A basketball-sized rock hit the moon during the last lunar eclipse
Professional and amateur astronomers used images and video to analyze the impact
Thousands of people were watching the total lunar eclipse on January 21 when something suddenly smacked into the moon, creating a flash of light. Now professional and amateur astronomers have used fortuitous photographs of the strike to estimate the object’s size.
Astronomer Jorge Zuluaga and his colleagues gathered images taken by amateurs in Colombia and the Dominican Republic, plus a video that was livestreamed on TimeAndDate.com from an observatory in Morocco, and calculated that the impact probably released the equivalent of about half a ton of TNT in energy.

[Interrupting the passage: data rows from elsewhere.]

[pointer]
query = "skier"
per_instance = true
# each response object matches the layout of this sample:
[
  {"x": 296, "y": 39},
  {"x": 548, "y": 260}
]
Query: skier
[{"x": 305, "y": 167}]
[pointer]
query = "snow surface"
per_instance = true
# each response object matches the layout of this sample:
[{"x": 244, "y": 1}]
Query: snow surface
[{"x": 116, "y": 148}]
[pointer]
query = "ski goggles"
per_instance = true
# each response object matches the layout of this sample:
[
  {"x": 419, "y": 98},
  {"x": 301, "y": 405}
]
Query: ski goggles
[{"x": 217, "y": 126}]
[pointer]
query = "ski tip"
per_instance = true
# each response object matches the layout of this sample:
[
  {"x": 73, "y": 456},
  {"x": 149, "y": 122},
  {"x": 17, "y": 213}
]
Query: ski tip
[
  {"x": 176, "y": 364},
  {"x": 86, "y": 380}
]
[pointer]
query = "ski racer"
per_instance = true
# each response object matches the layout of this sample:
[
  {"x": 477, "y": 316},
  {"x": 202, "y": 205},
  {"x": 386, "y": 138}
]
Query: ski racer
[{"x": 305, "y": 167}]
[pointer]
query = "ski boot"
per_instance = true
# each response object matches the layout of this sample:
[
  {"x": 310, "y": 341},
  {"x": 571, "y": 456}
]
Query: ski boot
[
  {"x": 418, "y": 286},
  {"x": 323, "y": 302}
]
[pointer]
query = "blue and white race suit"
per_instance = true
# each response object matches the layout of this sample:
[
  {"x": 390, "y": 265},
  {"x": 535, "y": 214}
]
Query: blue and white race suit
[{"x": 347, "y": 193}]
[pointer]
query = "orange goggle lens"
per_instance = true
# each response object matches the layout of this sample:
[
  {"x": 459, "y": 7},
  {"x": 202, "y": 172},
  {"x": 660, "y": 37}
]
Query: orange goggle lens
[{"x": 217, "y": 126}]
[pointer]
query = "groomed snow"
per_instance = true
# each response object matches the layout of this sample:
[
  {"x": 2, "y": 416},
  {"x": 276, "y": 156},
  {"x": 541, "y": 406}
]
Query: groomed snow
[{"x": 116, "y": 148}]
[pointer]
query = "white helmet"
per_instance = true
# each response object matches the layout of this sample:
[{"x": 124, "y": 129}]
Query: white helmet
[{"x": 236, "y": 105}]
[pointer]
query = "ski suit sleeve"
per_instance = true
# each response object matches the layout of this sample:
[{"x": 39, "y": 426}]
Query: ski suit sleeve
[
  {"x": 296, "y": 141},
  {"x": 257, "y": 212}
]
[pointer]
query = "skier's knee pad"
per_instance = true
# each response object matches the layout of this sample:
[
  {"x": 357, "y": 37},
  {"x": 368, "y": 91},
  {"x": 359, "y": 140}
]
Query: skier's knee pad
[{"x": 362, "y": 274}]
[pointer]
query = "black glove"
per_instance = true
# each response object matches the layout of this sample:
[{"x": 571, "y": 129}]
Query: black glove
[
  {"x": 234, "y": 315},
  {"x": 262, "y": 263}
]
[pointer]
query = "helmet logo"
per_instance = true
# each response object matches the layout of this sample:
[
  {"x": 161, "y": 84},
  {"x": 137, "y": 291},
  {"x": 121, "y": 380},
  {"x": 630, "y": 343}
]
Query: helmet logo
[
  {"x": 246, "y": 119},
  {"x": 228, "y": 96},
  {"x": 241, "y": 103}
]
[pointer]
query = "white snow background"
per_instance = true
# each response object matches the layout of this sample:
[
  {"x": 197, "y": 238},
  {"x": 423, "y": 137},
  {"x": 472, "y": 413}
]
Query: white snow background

That much energy could be released by an object of a size between a softball and a basketball, and with the mass of a few cans of paint (7 to 40 kilograms), smacking into the moon at 13.8 kilometers per second, the team reports in a paper posted January 28 at arXiv.org.
Zuluaga, of the University of Antioquia in Medellín, Colombia, missed the eclipse due to clouds. But the next day, he saw reports on Twitter that some observers had seen a bright flash, widely interpreted as a meteorite strike. He contacted amateur astronomers he had worked with before, and found that several had caught the impact on camera.
Using those observations, Zuluaga and his team estimated that the impact probably left a crater between 5 and 10 meters wide. That scar could be spotted with a current or future lunar orbiter.
The fact that this impact happened during a lunar eclipse supports the idea that the moon is hit with meteorites almost constantly, Zuluaga says. If such strikes were rare, spotting one during an hour-long total eclipse would be too much of a coincidence. Previous estimates suggest that such objects hit the moon once every hour, on average.
The event also highlights the potential for discovery when amateur and professional astronomers work together. “A lunar eclipse is not as interesting for professionals as for amateur astronomers,” Zuluaga says. “But when you have these kinds of surprises, it is a blessing to have amateurs as friends.”